Multiple Lookups - SIngle Result

R

REBrown

I have a multi-tab spreadsheet with one of the forms a simple customer,
address, city, state, Zip. I want to use the combination of city and state
to lookup the correct county in another table. The problem is that there can
be many to many match on the cities so I always get the first city in lthe
list. Here's my formula:

=VLOOKUP(C4,Ref_Cities!A2:C19275,3,FALSE)

The cities table looks like this:

A B C
City State County
Abbeville Alabama Henry
Abbeville Georgia Wilcox
Abbeville Louisiana Vermilion
Abbeville Mississippi Lafayette

Any ideas on how to get around the multiple cities problem?
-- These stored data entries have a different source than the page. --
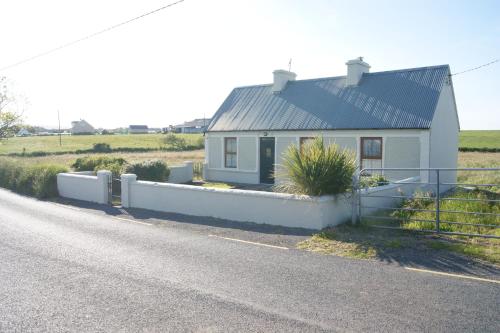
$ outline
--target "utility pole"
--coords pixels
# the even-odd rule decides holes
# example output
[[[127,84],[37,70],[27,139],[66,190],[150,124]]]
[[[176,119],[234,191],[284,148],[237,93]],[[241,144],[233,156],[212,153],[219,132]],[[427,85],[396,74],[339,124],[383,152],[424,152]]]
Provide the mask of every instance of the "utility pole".
[[[59,116],[59,110],[57,110],[57,122],[59,123],[59,146],[62,146],[61,117]]]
THANKS!!!!
 
M

Max

One way

Assume source table in cols A to C, data from row2 to say, row1001

Suppose you have the cities and states combinations to be looked up running
in E2 and F2 down

You could put in G2, then array-enter the formula by pressing
CTRL+SHIFT+ENTER (instead of just pressing ENTER):
=INDEX(C$2:C$1000,MATCH(1,(A$2:A$1000=E2)*(B$2:B$1000=F2),0))
Copy G2 down to return the required results.
 
T

T. Valko

This could be done with an array formula but might be kind of slow since you
have almost 20K rows of data. If your table was sorted by state you could
use a more efficient non-array formula. Any chance this is the case?

Biff
 
M

Max

Typo/gremlin correction ..

Line:
Assume source table in cols A to C, data from row2 to say, row1001

should have read:
Assume source table in cols A to C, data from row2 to say, row1000

Note: Adapt the source ranges to suit within the INDEX/MATCH
 
R

REBrown

T Valko...thanks for the response...I can sort the Ref_Cities! table by state
as it is used only to look up the count...how would the array query look?
 
T

T. Valko

Here's a fast non-array method but it does come with a caveat.

Assume:

A1:A19275 = city
B1:B19275 = state
C1:C19275 = county

Table is sorted by state

E1 = city lookup
F1 = state lookup

=INDEX(C19275:INDEX(C:C,MATCH(F1,B:B,0)),MATCH(E1,A19275:INDEX(A:A,MATCH(F1,B:B,0)),0))

The caveat: if your lookup city does not exist in the lookup state but does
exist in another state you might get an incorrect result.